«Las agresiones físicas sufridas por los profesionales sanitarios de Castilla y León aumentaron un 30% en 2021 con respecto a los datos registrados en el 2020 a causa de la pandemia.»
Así lo denuncia la Central Sindical Independiente y de Funcionarios (CSIF), con motivo de la celebración, mañana 12 de marzo, del Día Europeo contra las Agresiones en el Ámbito Sanitario.
Este sindicato recuerda que, en Castilla y León, de los 287 incidentes y 444 profesionales que sufrieron agresiones verbales o físicas, entre enero y septiembre de 2020, se pasó a los 404 incidentes y 444 profesionales agredidos en el mismo periodo de 2021, según el último informe del Observatorio de Agresiones de Sacyl.

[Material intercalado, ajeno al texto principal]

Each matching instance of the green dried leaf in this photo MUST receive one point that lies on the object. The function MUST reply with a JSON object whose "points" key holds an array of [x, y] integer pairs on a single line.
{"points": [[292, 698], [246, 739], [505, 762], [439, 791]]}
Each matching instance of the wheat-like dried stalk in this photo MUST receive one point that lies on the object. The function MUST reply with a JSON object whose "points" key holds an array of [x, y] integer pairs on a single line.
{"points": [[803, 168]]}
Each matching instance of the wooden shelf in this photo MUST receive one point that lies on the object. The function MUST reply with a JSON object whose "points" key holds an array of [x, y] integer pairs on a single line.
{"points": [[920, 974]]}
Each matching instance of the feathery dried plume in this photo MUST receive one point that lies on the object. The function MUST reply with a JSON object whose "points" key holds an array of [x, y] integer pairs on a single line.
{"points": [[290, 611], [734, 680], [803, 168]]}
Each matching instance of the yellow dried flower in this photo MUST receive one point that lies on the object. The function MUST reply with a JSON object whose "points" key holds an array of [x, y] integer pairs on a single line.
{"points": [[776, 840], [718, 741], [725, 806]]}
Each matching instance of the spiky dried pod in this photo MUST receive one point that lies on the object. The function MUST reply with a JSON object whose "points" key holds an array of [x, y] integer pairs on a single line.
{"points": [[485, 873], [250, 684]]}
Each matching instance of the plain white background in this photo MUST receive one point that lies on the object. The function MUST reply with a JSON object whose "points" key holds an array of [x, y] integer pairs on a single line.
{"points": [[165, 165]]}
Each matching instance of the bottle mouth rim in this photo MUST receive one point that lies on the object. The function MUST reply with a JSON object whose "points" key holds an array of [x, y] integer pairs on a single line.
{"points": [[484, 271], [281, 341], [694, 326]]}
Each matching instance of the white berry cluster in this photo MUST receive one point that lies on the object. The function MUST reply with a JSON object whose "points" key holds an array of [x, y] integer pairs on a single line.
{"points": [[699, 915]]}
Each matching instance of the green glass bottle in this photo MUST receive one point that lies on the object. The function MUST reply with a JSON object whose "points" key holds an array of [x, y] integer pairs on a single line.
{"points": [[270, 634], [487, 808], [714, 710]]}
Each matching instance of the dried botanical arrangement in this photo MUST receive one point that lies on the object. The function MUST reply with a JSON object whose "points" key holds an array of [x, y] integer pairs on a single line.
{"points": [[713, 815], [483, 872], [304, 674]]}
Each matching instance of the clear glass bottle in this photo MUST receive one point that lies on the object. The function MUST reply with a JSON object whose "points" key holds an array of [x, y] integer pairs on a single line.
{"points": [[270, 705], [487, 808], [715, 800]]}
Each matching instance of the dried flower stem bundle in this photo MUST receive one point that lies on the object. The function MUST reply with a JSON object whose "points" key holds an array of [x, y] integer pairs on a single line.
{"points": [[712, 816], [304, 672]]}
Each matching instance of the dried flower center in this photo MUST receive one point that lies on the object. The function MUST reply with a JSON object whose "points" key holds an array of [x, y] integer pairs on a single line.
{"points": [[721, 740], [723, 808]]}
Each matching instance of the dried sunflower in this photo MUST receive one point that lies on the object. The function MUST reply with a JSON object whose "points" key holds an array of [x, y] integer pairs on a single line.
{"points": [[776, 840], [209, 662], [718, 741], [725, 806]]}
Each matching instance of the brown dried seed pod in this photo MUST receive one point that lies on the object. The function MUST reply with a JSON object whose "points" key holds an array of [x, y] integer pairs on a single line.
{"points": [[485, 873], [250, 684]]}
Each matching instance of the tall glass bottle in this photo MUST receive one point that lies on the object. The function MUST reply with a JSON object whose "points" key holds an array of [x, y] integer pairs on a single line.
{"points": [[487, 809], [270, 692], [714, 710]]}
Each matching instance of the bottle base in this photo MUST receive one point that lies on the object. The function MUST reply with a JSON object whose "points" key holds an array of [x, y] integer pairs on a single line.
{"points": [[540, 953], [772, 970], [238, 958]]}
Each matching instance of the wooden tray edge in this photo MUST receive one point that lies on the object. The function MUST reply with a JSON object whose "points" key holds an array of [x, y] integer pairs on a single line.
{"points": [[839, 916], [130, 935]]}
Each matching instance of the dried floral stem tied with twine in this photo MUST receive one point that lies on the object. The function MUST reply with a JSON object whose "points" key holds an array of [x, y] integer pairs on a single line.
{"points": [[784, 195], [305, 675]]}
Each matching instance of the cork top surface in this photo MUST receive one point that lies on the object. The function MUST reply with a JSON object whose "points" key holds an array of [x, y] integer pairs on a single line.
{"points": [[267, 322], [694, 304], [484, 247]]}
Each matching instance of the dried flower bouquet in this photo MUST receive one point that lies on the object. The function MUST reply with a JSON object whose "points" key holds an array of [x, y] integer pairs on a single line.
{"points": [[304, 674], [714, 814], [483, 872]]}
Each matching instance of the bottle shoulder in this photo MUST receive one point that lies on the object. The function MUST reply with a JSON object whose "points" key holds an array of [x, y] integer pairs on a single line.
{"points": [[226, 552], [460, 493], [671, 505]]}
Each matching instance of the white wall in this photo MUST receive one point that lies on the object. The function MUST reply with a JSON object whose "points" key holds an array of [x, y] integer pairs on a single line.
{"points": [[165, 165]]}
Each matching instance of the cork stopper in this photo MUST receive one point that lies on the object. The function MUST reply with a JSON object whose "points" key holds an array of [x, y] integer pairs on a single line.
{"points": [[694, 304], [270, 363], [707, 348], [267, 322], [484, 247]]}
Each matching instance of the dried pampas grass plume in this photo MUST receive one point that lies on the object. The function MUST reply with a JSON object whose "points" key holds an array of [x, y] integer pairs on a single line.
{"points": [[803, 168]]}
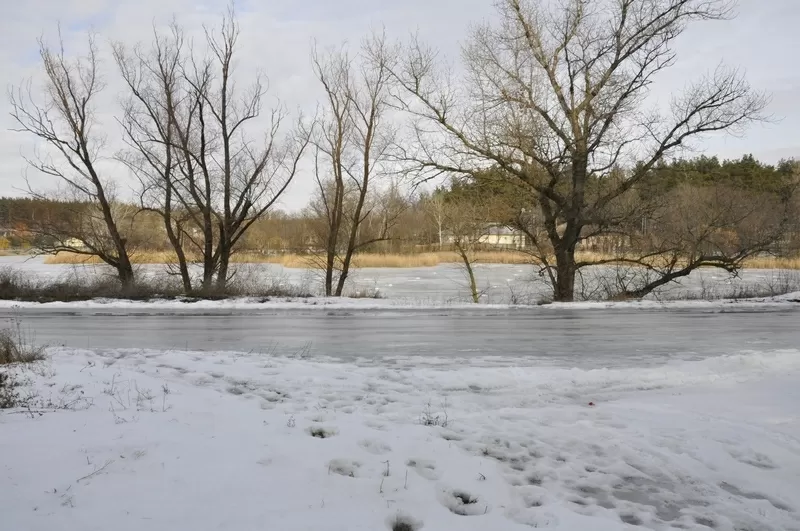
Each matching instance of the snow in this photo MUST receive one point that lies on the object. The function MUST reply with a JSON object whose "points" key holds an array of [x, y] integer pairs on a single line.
{"points": [[164, 440]]}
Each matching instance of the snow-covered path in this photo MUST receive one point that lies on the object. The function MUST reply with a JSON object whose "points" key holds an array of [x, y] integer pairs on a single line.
{"points": [[205, 441]]}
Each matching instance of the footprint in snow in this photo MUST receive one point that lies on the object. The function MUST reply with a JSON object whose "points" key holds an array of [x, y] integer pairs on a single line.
{"points": [[375, 446], [344, 467], [462, 503], [426, 469]]}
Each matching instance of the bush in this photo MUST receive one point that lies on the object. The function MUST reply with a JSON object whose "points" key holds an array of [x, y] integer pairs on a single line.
{"points": [[15, 349], [15, 286]]}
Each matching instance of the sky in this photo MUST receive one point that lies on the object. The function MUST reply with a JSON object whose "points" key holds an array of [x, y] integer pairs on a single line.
{"points": [[277, 36]]}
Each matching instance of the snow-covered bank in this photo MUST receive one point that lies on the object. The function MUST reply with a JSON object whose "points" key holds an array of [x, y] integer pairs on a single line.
{"points": [[184, 440], [337, 303]]}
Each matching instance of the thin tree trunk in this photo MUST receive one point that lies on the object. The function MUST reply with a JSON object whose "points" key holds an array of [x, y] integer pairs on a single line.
{"points": [[473, 285], [564, 289]]}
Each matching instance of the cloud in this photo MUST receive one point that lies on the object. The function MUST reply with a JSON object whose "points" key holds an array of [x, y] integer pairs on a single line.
{"points": [[277, 35]]}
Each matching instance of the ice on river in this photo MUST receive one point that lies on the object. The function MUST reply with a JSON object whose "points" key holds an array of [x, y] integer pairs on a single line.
{"points": [[443, 284], [164, 440]]}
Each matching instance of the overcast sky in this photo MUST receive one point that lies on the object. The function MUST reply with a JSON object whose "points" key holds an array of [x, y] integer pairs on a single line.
{"points": [[276, 37]]}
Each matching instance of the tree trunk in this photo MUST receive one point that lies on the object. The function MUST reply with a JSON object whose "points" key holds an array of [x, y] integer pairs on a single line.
{"points": [[473, 284], [330, 261], [224, 261], [125, 271], [564, 289]]}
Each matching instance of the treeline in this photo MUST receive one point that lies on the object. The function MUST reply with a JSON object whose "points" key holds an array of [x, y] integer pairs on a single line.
{"points": [[544, 135]]}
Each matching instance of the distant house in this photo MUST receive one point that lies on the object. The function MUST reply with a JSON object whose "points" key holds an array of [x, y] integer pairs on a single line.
{"points": [[502, 236], [497, 235]]}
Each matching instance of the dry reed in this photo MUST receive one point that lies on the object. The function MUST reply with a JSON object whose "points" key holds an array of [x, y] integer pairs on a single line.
{"points": [[428, 259]]}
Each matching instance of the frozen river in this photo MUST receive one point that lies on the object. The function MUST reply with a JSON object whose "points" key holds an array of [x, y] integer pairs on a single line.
{"points": [[549, 336], [580, 338]]}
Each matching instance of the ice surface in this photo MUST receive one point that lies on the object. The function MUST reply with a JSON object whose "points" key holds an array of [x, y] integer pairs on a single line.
{"points": [[430, 286], [165, 440]]}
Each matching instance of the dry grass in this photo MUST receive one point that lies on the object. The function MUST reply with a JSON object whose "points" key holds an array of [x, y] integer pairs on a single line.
{"points": [[389, 260]]}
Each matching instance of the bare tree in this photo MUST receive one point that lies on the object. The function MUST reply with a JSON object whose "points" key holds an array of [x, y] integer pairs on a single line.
{"points": [[466, 221], [554, 96], [63, 117], [351, 142], [435, 209], [158, 95], [191, 132]]}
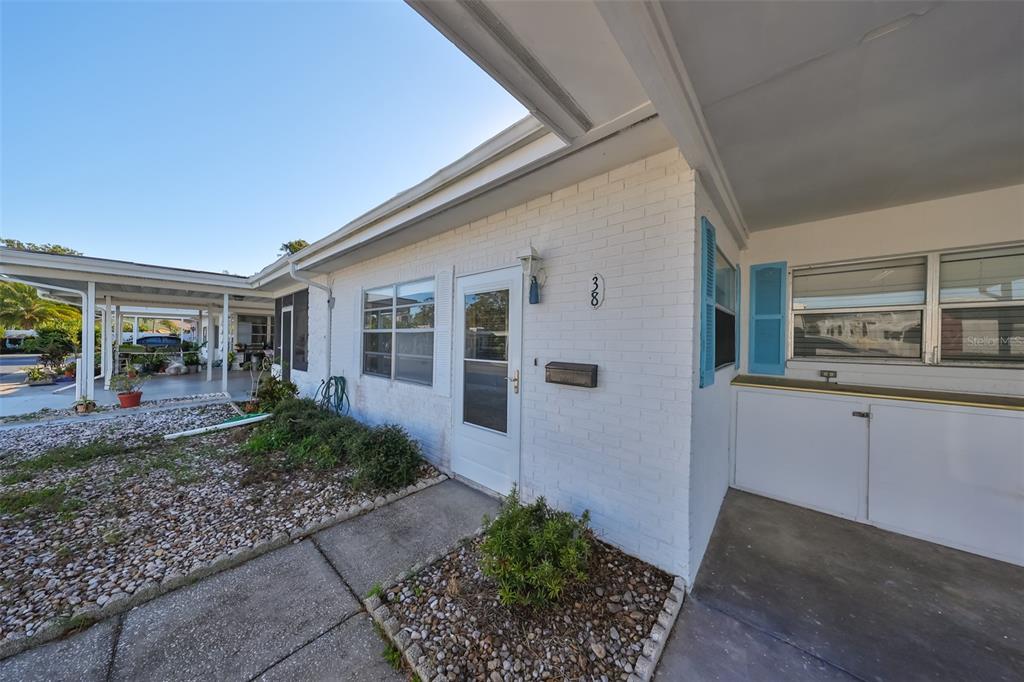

Los últimos datos oficiales de la Junta son del pasado 15 de diciembre de 2021, que recoge lo ocurrido hasta el 30 de septiembre; advirtiendo CSIF que la tendencia del incremento de agresiones se ha mantenido durante 2022. Una situación “de la que llevamos advirtiendo a la Consejería de Sanidad, desde los primeros brotes de la pandemia. Y eso que los profesionales tenían tal carga de trabajo que no tenían tiempo de denunciar, o que las visitas han estado restringidas e, incluso, en determinados periodos, los centros sanitarios han prohibido las visitas”, subraya CSIF, apuntando que “muchos incidentes son provocados por familiares”.
El tipo de agresión más frecuente sigue siendo la verbal/gestual, con un 81%, frente a la física. Pero esta última cada vez es más frecuente, y se ha incrementado un 30% en 2021 respecto al año anterior, conforme a los datos del Observatorio de la Junta.
Además, CSIF advierte de una «clara influencia machista» en estos comportamientos, al ser las trabajadoras mujeres quienes sufren la gran mayoría de estas agresiones, un 83,8% del total: “La falta de igualdad de género también se ve reflejada en el ámbito sanitario”, lamenta María José San Román, portavoz del sector de Sanidad de CSIF Castilla y León.
Entre las medidas que demanda dicho sindicato, están «una mejor planificación y organización sanitaria, con el aumento de plantillas«. También se piden cambios normativos y administrativos para los agresores; campañas de concienciación; personal de seguridad en los centros de salud, dando prioridad a los más conflictivos; puesta en marcha del Botón SOS; planes efectivos contra las agresiones; o respaldo jurídico y apoyo psicológico a los profesionales agredidos y afectados.
“Es incomprensible que aumenten las agresiones, cuando los y las profesionales del ámbito sanitario han puesto su salud, incluso su vida, al servicio de los pacientes”, concluye San Román.